ECLI:NL:RBDHA:2023:8566

Rechtbank Den Haag

Datum uitspraak
7 juni 2023
Publicatiedatum
14 juni 2023
Zaaknummer
AWB 22/2895
Instantie
Rechtbank Den Haag
Type
Uitspraak
Procedures
  • Eerste aanleg - enkelvoudig
Vindplaatsen
  • Rechtspraak.nl
AI samenvatting door LexboostAutomatisch gegenereerd

Afwijzing verzoek om voorlopige voorziening in vreemdelingenrechtelijke zaak

In deze zaak heeft de voorzieningenrechter van de Rechtbank Den Haag op 7 juni 2023 uitspraak gedaan in een verzoek om een voorlopige voorziening in het kader van een vreemdelingenrechtelijke procedure. De verzoeker, die een verblijfsvergunning regulier voor bepaalde tijd had aangevraagd, kreeg op 11 april 2022 te horen dat zijn aanvraag was afgewezen door de staatssecretaris van Justitie en Veiligheid. Hierop heeft de verzoeker bezwaar gemaakt tegen deze afwijzing en tegelijkertijd de voorzieningenrechter verzocht om een voorlopige voorziening te treffen.
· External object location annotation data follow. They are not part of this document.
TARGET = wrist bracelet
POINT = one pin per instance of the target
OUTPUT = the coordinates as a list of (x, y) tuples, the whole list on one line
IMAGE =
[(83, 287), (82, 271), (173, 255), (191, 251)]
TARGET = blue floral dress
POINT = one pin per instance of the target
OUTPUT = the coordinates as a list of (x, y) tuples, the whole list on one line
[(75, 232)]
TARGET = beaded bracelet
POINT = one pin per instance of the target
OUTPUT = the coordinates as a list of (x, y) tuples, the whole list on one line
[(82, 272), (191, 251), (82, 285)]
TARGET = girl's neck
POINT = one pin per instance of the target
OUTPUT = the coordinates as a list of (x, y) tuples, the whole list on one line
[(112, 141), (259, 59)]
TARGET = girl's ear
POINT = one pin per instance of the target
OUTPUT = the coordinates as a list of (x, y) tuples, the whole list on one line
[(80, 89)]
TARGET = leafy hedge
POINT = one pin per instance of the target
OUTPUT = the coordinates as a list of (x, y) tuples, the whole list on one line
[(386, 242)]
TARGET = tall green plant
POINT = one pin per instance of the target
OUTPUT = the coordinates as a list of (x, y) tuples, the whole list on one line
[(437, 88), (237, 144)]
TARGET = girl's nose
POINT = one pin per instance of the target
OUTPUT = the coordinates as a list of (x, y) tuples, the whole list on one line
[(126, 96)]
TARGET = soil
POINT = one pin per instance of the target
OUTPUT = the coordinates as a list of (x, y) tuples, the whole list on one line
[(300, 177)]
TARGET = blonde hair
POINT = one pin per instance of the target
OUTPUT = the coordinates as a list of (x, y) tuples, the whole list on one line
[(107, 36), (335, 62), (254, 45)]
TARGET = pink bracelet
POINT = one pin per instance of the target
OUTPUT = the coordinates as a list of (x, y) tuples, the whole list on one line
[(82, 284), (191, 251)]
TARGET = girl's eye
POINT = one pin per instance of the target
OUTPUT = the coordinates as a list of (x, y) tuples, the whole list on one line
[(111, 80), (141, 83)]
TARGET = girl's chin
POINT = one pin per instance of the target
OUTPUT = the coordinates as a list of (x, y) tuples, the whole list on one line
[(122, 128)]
De voorzieningenrechter heeft de zaak zonder zitting behandeld op basis van artikel 8:83, derde lid, van de Algemene wet bestuursrecht (Awb). In de overwegingen werd vastgesteld dat er geen bezwaar meer aanhangig was, omdat de staatssecretaris al op het bezwaar had beslist. Dit leidde tot de conclusie dat het verzoek om een voorlopige voorziening gelijkgesteld moest worden met een verzoek dat gedaan wordt hangende het beroep bij de bestuursrechter, zoals vermeld in artikel 8:81, vijfde lid, van de Awb.

Uiteindelijk heeft de voorzieningenrechter het verzoek om een voorlopige voorziening afgewezen, omdat er geen aanleiding was voor een proceskostenveroordeling. De uitspraak is gedaan door mr. E.F. Bethlehem, in aanwezigheid van mr. N.M.L. van der Kammen, griffier, en is openbaar gemaakt via een geanonimiseerde publicatie op de website van de rechtspraak. Tegen deze uitspraak staat geen rechtsmiddel open.

Uitspraak

RECHTBANK DEN HAAG

Zittingsplaats Middelburg
Bestuursrecht
Zaaknummer: AWB 22/2895

uitspraak van de voorzieningenrechter in de zaak tussen

[naam verzoeker], verzoeker

V-nummer: [v-nummer],
en

de staatssecretaris van Justitie en Veiligheid, verweerder.

Procesverloop

Bij besluit van 11 april 2022 (het primaire besluit) heeft verweerder de aanvraag van verzoeker om verlening van een verblijfsvergunning regulier voor bepaalde tijd afgewezen.
Verzoeker heeft bezwaar gemaakt tegen het primaire besluit. Hij heeft tevens de voorzieningenrechter verzocht om een voorlopige voorziening te treffen.
Bij besluit van heeft verweerder op het bezwaar beslist.
De voorzieningenrechter doet uitspraak zonder zitting op grond van artikel 8:83, derde lid, van de Algemene wet bestuursrecht (Awb).

Overwegingen

1. Op grond van artikel 8:81, eerste lid, van de Awb is een verzoek om een voorlopige voorziening alleen mogelijk als er ook een bezwaar (of beroep) aanhangig is.
2. Aangezien verweerder al op het bezwaar heeft beslist, is er geen bezwaar meer aanhangig. Op grond van artikel 8:81, vijfde lid, van de Awb wordt het verzoek om voorlopige voorziening gelijkgesteld met een verzoek dat wordt gedaan hangende het beroep bij de bestuursrechter.
3. Bij uitspraak van vandaag in de zaak met nummer AWB 22/4440 heeft de rechtbank uitspraak gedaan op het beroep. Het verzoek wordt om die reden als kennelijk ongegrond afgewezen.
4. Voor een proceskostenveroordeling bestaat geen aanleiding.

Beslissing

De voorzieningenrechter wijst het verzoek om een voorlopige voorziening af.
Deze uitspraak is gedaan door mr. E.F. Bethlehem, voorzieningenrechter, in aanwezigheid van mr. N.M.L. van der Kammen, griffier, op de hieronder vermelde datum en openbaar gemaakt door middel van geanonimiseerde publicatie op www.rechtspraak.nl.